As floras fósseis do Buçaco foram preservadas no registo fóssil durante um intervalo de transição climática para um período de aquecimento no final do período Carbonífero. Esta paleobotânica “fornece informações valiosas sobre a evolução do clima na Ibéria durante aquele intervalo de tempo. A descoberta de novos elementos florísticos, como os já referidos, será utilizada para estimar a biodiversidade de plantas antes e depois da mudança climática ocorrida na Ibéria no final do Paleozóico como modelo para a biodiversidade e adaptação dos ecossistemas vegetais durante as alterações futuras”, detalha Pedro Correia.   

Pedro Correia, paleobotânico

Artur Sá, investigador da Universidade de Trás-os-Montes e Alto Douro (UTAD), coautor do trabalho sobre a Bussacoconus zeliapereira, sublinha que o período ao qual reportam os fósseis descobertos “foi desafiante muito devido às condições climáticas extremas e às transformações geográficas que então ocorreram. O clima quente e húmido nas áreas intertropicais, foi responsável pelo desenvolvimento de vastas florestas pantanosas, mas também foi posteriormente marcado por grandes variações como a ocorrência de uma grande glaciação, centrada no hemisfério sul, ou a transição para clima mais quente e árido, factos ocorridos no final deste Período”.

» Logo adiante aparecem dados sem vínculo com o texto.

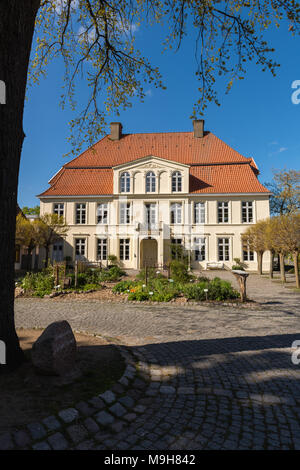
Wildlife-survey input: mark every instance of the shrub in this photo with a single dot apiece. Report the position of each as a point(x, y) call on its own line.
point(179, 271)
point(113, 260)
point(112, 273)
point(139, 295)
point(91, 287)
point(123, 286)
point(39, 284)
point(217, 290)
point(152, 273)
point(239, 265)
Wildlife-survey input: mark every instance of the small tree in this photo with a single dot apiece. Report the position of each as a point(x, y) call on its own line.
point(254, 238)
point(289, 235)
point(269, 242)
point(25, 233)
point(286, 192)
point(278, 234)
point(49, 229)
point(31, 210)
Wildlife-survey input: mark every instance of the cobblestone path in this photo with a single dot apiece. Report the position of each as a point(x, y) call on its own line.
point(198, 377)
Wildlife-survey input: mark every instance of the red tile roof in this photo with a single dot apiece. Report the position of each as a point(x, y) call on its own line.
point(214, 166)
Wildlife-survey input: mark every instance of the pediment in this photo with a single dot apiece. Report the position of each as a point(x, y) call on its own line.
point(151, 162)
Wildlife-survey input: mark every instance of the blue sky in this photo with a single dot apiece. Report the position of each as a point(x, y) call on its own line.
point(257, 117)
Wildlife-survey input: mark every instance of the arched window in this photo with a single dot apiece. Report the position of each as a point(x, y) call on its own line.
point(150, 182)
point(125, 182)
point(176, 182)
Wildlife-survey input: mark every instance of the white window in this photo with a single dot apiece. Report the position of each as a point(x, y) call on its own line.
point(200, 248)
point(247, 212)
point(176, 182)
point(102, 249)
point(223, 212)
point(124, 249)
point(199, 212)
point(57, 253)
point(81, 213)
point(150, 182)
point(125, 182)
point(248, 255)
point(59, 209)
point(80, 248)
point(102, 213)
point(125, 213)
point(176, 213)
point(223, 249)
point(150, 214)
point(176, 248)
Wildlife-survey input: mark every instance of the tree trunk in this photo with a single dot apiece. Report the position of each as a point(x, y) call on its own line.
point(259, 262)
point(272, 254)
point(282, 270)
point(296, 266)
point(47, 249)
point(17, 19)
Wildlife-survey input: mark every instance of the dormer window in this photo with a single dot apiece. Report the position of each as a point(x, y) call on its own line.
point(150, 182)
point(125, 182)
point(176, 182)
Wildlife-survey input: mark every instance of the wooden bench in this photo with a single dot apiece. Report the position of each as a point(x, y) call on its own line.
point(215, 265)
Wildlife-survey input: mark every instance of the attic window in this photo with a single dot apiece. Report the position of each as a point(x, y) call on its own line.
point(176, 182)
point(125, 182)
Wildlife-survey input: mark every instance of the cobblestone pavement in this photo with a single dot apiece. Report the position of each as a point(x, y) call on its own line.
point(198, 377)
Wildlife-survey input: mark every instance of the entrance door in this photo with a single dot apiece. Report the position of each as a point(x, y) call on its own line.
point(148, 252)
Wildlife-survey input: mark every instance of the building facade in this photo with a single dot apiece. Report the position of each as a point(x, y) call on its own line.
point(141, 196)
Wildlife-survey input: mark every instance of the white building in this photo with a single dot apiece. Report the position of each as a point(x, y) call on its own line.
point(138, 195)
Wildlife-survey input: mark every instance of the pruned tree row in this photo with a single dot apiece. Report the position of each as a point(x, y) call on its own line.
point(278, 235)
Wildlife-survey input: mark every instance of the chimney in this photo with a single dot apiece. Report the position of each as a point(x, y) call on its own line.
point(198, 128)
point(115, 130)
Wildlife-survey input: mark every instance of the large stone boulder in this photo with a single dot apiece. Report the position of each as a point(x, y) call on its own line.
point(54, 352)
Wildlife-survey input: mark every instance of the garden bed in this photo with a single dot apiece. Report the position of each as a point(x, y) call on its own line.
point(149, 286)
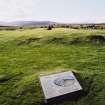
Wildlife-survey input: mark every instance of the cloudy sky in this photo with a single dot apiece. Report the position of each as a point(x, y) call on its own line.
point(53, 10)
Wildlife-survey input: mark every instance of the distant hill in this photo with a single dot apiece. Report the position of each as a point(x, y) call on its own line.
point(27, 23)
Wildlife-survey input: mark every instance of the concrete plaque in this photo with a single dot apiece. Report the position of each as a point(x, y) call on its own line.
point(57, 85)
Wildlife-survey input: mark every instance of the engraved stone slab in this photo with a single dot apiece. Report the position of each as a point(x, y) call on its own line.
point(59, 84)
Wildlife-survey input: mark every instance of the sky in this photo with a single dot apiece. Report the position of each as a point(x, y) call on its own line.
point(72, 11)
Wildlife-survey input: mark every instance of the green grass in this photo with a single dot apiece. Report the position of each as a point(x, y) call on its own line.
point(27, 54)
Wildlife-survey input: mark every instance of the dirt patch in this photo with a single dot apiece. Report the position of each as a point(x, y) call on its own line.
point(28, 41)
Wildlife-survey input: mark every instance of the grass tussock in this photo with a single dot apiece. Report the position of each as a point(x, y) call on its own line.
point(26, 54)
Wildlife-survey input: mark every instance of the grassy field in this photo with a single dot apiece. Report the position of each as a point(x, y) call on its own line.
point(26, 54)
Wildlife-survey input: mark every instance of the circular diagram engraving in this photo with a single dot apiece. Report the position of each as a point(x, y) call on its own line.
point(64, 81)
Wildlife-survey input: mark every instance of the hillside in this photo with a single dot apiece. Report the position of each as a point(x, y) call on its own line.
point(26, 54)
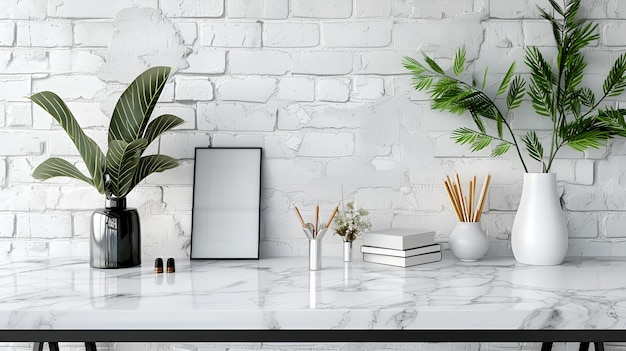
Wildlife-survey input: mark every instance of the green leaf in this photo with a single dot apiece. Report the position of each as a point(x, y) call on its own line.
point(535, 149)
point(432, 64)
point(507, 78)
point(615, 82)
point(57, 167)
point(87, 147)
point(517, 89)
point(459, 61)
point(122, 161)
point(500, 149)
point(161, 125)
point(151, 164)
point(136, 104)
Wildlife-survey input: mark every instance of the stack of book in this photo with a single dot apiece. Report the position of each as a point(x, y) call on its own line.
point(400, 247)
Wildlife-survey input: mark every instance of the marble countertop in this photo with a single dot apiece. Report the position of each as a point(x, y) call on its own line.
point(281, 293)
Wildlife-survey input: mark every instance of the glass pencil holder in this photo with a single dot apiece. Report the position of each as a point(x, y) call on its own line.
point(315, 247)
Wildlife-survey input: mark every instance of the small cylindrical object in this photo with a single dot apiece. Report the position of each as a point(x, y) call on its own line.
point(171, 267)
point(158, 265)
point(315, 254)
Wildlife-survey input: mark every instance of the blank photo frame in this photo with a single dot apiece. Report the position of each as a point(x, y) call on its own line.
point(226, 203)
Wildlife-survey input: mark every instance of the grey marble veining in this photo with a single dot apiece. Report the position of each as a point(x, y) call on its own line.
point(274, 293)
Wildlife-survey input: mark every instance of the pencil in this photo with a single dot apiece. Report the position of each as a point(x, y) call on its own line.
point(332, 216)
point(299, 216)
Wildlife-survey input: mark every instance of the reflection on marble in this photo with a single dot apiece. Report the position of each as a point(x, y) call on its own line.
point(274, 293)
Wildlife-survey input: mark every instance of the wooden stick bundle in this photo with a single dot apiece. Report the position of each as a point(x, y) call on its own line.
point(465, 207)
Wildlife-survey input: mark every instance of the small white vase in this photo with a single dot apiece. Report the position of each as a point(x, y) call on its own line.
point(347, 251)
point(539, 234)
point(468, 242)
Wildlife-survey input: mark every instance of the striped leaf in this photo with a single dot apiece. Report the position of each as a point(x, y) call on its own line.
point(122, 160)
point(152, 164)
point(87, 148)
point(160, 125)
point(136, 104)
point(57, 167)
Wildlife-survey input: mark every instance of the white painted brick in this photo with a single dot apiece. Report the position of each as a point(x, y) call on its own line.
point(515, 9)
point(20, 144)
point(582, 224)
point(259, 62)
point(322, 63)
point(186, 112)
point(327, 145)
point(268, 9)
point(28, 9)
point(358, 34)
point(250, 89)
point(435, 34)
point(538, 33)
point(296, 88)
point(40, 197)
point(372, 8)
point(47, 34)
point(206, 61)
point(44, 225)
point(22, 61)
point(367, 88)
point(71, 87)
point(83, 9)
point(294, 35)
point(333, 89)
point(188, 31)
point(231, 35)
point(7, 225)
point(504, 34)
point(96, 34)
point(613, 34)
point(182, 145)
point(75, 61)
point(193, 88)
point(234, 117)
point(239, 140)
point(178, 198)
point(382, 62)
point(193, 8)
point(433, 9)
point(18, 114)
point(322, 8)
point(7, 33)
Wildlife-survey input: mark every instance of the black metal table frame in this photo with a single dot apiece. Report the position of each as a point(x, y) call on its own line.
point(89, 337)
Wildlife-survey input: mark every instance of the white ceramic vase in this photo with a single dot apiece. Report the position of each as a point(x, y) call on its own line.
point(468, 242)
point(539, 234)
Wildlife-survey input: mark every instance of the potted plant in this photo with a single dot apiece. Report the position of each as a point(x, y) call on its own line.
point(579, 119)
point(115, 230)
point(349, 224)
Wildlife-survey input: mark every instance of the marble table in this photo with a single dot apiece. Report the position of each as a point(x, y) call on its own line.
point(279, 299)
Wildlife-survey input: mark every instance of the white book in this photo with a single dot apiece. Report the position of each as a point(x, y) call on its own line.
point(399, 239)
point(403, 261)
point(401, 253)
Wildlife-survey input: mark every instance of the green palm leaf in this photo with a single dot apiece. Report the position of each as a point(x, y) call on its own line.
point(57, 167)
point(87, 148)
point(136, 104)
point(161, 125)
point(122, 161)
point(152, 164)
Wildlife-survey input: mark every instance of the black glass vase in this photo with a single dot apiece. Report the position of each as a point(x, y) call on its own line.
point(115, 236)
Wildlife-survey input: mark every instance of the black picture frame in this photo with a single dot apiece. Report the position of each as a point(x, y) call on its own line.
point(226, 211)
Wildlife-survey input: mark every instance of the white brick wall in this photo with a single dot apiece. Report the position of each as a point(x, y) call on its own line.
point(318, 84)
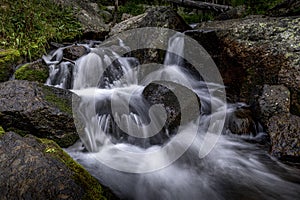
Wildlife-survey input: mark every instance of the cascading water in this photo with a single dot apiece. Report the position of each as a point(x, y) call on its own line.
point(234, 169)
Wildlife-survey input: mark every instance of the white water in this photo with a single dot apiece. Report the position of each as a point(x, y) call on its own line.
point(234, 169)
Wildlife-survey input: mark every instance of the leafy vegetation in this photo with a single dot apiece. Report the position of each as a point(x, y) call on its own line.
point(28, 25)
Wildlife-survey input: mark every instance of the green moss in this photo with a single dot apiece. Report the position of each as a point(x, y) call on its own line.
point(93, 189)
point(18, 131)
point(63, 104)
point(29, 25)
point(7, 58)
point(31, 73)
point(1, 131)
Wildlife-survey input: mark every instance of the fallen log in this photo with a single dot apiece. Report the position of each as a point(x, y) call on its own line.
point(201, 5)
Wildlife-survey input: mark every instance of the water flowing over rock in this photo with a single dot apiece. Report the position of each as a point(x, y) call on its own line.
point(241, 122)
point(285, 137)
point(161, 92)
point(74, 52)
point(29, 107)
point(258, 58)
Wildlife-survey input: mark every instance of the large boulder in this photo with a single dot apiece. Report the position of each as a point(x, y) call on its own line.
point(274, 100)
point(30, 107)
point(284, 131)
point(32, 168)
point(252, 52)
point(285, 8)
point(163, 17)
point(176, 100)
point(35, 71)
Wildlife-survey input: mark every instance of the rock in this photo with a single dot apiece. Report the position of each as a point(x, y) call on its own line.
point(30, 107)
point(234, 13)
point(275, 100)
point(126, 16)
point(285, 138)
point(175, 99)
point(252, 52)
point(36, 71)
point(157, 17)
point(285, 8)
point(8, 58)
point(74, 52)
point(241, 122)
point(32, 168)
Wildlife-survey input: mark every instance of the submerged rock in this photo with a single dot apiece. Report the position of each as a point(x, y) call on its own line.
point(31, 168)
point(30, 107)
point(74, 52)
point(285, 138)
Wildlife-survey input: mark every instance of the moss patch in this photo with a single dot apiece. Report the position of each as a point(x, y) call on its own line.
point(7, 58)
point(32, 72)
point(63, 104)
point(1, 131)
point(93, 190)
point(29, 25)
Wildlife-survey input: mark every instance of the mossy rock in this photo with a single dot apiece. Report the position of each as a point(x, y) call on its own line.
point(7, 59)
point(35, 71)
point(93, 189)
point(2, 131)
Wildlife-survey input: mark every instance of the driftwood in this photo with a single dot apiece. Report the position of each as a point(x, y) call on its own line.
point(201, 5)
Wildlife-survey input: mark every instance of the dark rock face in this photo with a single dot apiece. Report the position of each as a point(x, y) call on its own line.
point(286, 8)
point(242, 123)
point(157, 17)
point(175, 99)
point(32, 168)
point(285, 137)
point(35, 71)
point(274, 100)
point(28, 107)
point(74, 52)
point(27, 173)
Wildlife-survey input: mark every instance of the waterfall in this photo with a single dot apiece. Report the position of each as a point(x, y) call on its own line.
point(111, 106)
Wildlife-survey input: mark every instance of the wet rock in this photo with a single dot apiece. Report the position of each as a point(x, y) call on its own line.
point(234, 13)
point(157, 17)
point(74, 52)
point(7, 59)
point(285, 8)
point(32, 168)
point(275, 99)
point(176, 99)
point(35, 71)
point(241, 122)
point(285, 138)
point(30, 107)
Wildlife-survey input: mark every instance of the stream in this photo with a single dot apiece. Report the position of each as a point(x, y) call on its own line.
point(172, 166)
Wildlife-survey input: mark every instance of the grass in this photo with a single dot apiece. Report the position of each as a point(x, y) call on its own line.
point(28, 25)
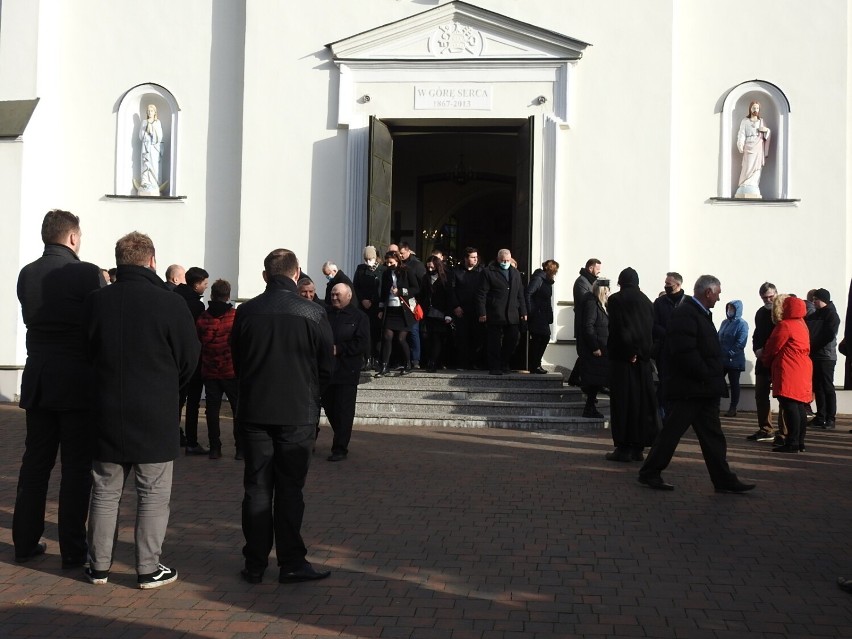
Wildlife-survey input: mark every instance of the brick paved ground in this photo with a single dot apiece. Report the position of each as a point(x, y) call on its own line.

De acordo com o também docente do Departamento de Geologia da UTAD, “as temperaturas elevadas favoreceram a proliferação de plantas e invertebrados, enquanto os vertebrados, como os primeiros répteis, começaram a adaptar-se às novas condições climáticas e ambientais. Este foi um Período marcado também pela formação do supercontinente Pangeia, realidade que alterou significativamente os padrões de circulação atmosférica e oceânica e que conduziu a desafios ecológicos e adaptativos significativos, moldando o aparecimento e evolução de novas e espécies, o que levou a alterações relevantes na biodiversidade de então”. 

O trabalho assinado por Pedro Correia e Artur Sá, publicado no jornal internacional Historical Biology, está disponível para consulta online sob o seguinte título: “The evolutionary macromorphological novelties of Bussacoconus zeliapereirae gen. et sp. nov. (Sphenophyllales, Polypodiopsida) from the Upper Pennsylvanian of Portugal”.